In May 1784, Reynolds exhibited Sarah Siddons as the Tragic Muse at the Royal Academy. The picture was instantly proclaimed a masterpiece, increasing the popularity of both its creator and the model. The actress spent that summer touring Scotland and Ireland. Scotland greeted the actress enthusiastically, but in Ireland, she refused to participate in a benefit performance and the irritated Dublin public assaulted her with apples and potatoes during the show. The reason for the refusal was not the selfishness of the actress, but exhaustion and poor health – her constant pregnancies, childbirth, miscarriages, anxiety to secure the future of her growing family and financial problems could not but tell on her health.

Unfortunately, rumors of her “selfishness” reached London and she was booed on her opening night as Mrs. Beverley in Edward Moore’s tragedy The Gamester. The uproar lasted for 40 minutes, during which the actress fainted. After recovering she addressed the public with explanations and apologies. Tempted to abandon her profession by this incident, she decided to continue for her children’s sake.

Siddons’s brilliant career lasted till 1812, when she made her official farewell performance at Covent Garden in her signature role of Lady Macbeth. Impatient with retirement, Siddons made several benefit appearances, among them 10 performances in Edinburgh for the benefit of her son Henry’s widow and their children after his death in 1815.

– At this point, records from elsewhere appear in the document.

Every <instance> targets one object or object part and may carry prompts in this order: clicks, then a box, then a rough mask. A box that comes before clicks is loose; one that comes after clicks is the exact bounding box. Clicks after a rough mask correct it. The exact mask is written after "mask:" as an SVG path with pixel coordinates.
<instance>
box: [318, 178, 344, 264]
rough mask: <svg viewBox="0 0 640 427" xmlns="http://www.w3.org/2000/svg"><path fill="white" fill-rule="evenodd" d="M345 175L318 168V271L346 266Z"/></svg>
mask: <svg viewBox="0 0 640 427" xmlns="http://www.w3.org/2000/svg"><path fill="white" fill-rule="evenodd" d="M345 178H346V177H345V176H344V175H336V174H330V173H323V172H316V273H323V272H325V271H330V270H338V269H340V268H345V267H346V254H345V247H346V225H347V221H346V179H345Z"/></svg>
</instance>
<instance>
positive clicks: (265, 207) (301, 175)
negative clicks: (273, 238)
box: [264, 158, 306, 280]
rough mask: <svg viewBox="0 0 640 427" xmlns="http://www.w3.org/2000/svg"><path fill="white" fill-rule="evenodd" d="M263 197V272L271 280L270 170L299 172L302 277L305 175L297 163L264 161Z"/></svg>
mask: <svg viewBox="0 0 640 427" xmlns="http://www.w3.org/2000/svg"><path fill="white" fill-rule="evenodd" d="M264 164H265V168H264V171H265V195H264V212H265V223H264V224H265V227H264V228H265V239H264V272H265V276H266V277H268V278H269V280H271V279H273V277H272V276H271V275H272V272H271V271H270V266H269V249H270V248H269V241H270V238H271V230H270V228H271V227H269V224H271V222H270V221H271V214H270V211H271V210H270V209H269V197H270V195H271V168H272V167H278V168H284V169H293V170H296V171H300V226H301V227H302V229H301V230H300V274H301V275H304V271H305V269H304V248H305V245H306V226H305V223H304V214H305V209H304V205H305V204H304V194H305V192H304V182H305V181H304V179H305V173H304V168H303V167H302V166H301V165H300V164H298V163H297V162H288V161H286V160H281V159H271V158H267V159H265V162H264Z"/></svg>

Sarah Siddons died on May 31, 1831, aged seventy-six, in her house on Upper Baker Street, London. She outlived five of her seven children, her husband, her brother John Philip Kemble, and the painters Thomas Gainsborough (1727-1788), Joshua Reynolds and Thomas Lawrence (1768-1830) on whose remarkable portraits she appears. She was buried at St. Mary’s, Paddington, on 15 June. Five thousand people attended her funeral.


My coffee in the morning will also serve as a toast to Sarah.  Haven't decided yet where I'm once again going to display the cup and saucer in my house.  I'm just glad that I decided to save it from the cut.  I'll probably leave it on the kitchen table for now.